During this time, Aguilar leased space in a store called Cantera in Downtown Santa Ana. She sold her hand-made items and imported Mexican folk art such as Día de los Muertos skulls and religious artifacts. When Cantera closed, she traded a display case for a mannequin from a friend, and this is when her clothing-creating journey began. Diane works inside the tiniest room of her home, about the size of a walk-in closet. Despite other, bigger rooms in her home more appropriate for turning into a work studio, she prefers her current space. “It's small and it's crowded and it's packed, but I like being next to the kitchen,” only a couple of feet away, she says. “I have my bodice form right there, so I can see it while I'm cooking. I squeeze in a little laundry, and around 3 p.m. I start making dinner. Then clean up the kitchen and work for another hour or two.”

Aguilar also has another Etsy store called Hip Vintage Soul; proceeds from this store go towards her 21-year-old son's college housing at Humboldt State. “When my son left to go to college, I cried for days,” she says. “It would be nice if he was going to college closer.” Aguilar and her husband also have a 20-year-old daughter, whom she uses as a model for her finished products in their backyard. “I love our time together!”

Besides being an artist, Aguilar's home looks like it should be part of a MOLAA exhibit.
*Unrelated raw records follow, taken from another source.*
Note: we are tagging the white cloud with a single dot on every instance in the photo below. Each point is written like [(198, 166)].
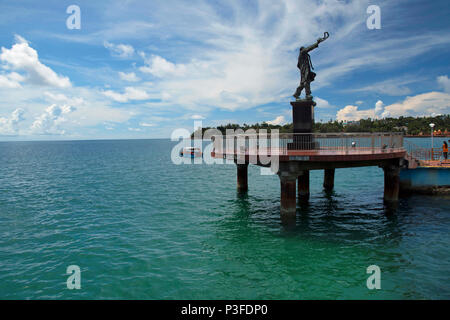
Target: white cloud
[(391, 87), (425, 104), (120, 50), (62, 98), (421, 105), (129, 94), (10, 125), (351, 113), (322, 104), (280, 120), (197, 117), (24, 58), (444, 83), (160, 67), (49, 122), (131, 77), (11, 80), (144, 124)]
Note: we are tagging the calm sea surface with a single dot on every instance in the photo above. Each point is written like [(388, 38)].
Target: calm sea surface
[(140, 227)]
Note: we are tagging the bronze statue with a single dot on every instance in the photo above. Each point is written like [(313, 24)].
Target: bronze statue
[(306, 67)]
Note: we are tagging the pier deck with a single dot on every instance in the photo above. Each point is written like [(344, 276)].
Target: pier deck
[(297, 153)]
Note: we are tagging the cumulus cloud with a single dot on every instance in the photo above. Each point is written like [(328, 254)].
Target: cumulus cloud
[(280, 120), (62, 98), (352, 113), (49, 122), (421, 105), (444, 83), (145, 124), (197, 117), (160, 67), (22, 57), (129, 94), (131, 77), (391, 87), (425, 104), (119, 50), (11, 80), (10, 125)]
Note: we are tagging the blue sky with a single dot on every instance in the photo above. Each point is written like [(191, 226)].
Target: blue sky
[(141, 69)]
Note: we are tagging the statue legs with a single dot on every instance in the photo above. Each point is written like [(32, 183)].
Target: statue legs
[(303, 85), (308, 90), (298, 92)]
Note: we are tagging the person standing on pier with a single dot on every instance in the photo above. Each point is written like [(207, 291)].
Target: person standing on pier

Hanging from all the walls of her house is a collection of art pieces she's collected over the years. Frida Kahlo paintings surround her work studio, hand-made crosses from Mexico hang in her living room walls, and hundreds of ethnic dolls from around the world sit in a dresser chest. Because of her own Mexican-American heritage, iconic images of Mexican folk art fascinate her. The name of her shop, MexiSoul, came from her love of culture and soul of the arts. It's with her creations that Aguilar feels she can share a piece of herself with others.

In addition to creating designs and running her online stores, Aguilar also designs stitch artwork, some of them featured in magazines such as ALTERED Couture, Belle Armoire, and SEW Somerset. Her Día de los Muertos artwork will be in exhibition at Picture This Gallery in Long Beach beginning November 1st through the 28th.

“I have so many passions,” Aguilar says of her many artistic outlets. “And I want to do them all, but there's never enough time in the day to do them!”